The US State Department’s oversight body is investigating the now-defunct Gaza Humanitarian Foundation (GHF) and its use of millions of dollars in emergency aid funding, the Financial Times reported Wednesday, citing three people familiar with the inquiry.
According to the report, the State Department’s Office of Inspector General (OIG) is examining a $30 million grant announced last June to the organization, which was backed by the United States and Israel to distribute aid in Gaza.
Reuters could not immediately independently verify the report.
The investigation is to determine “what money was spent and how," including “which bucket it came from, and how it was doled out,” one of the sources explained to Financial Times.

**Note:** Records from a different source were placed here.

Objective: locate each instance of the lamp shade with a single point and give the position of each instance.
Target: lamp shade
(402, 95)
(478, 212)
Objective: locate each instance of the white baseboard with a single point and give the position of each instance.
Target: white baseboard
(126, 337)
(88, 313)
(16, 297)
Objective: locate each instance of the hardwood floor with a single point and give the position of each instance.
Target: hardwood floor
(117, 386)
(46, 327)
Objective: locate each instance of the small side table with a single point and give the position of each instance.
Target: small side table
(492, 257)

Further, GHF’s aid pricing and other services purchased with funds received from the state department are also reported to be under scrutiny.
The OIG told Financial Times that it “does not comment on investigative matters and neither confirms nor denies the existence of an investigation,” however noted a February audit of the department’s “efforts to provide food assistance to the West Bank and Gaza.”
GHF reportedly 'unaware of inquiry'
Two people familiar with GHF’s operations said that the organization used state department funding to purchase food and logistics, Financial Times noted, while another person explained that GHF had paid “significantly more for food than the US had previously paid in the region.”
According to a GHF spokesperson who asked not to be named, the oganization was not aware of the OIG inquiry, and that food had been purchased “at reasonable prices.” However, internal GHF documents noted that transport costs had been particularly high due to the nature of the ongoing war.
GHF was “in the process of developing a plan to reduce transport costs when Israel’s government asked it to suspend operations in October because of the US-brokered ceasefire,” the spokesperson explained to Financial Times, declining to further comment on the organisation’s finances.
US officials previously questioned origin of GHF's funds
The state department had drawn from its humanitarian assistance funds for the $30m. grant given to GHF, according to one US official, while urging other countries to provide additional funding for the aid group.
In July 2025, several senators asked Secretary of State Marco Rubio to explain why such a large grant was given, other rules that were waived, and what GHF’s other funding sources were.
“There should be no American taxpayer dollars contributing to this scheme,” the senators wrote in a letter to Rubio.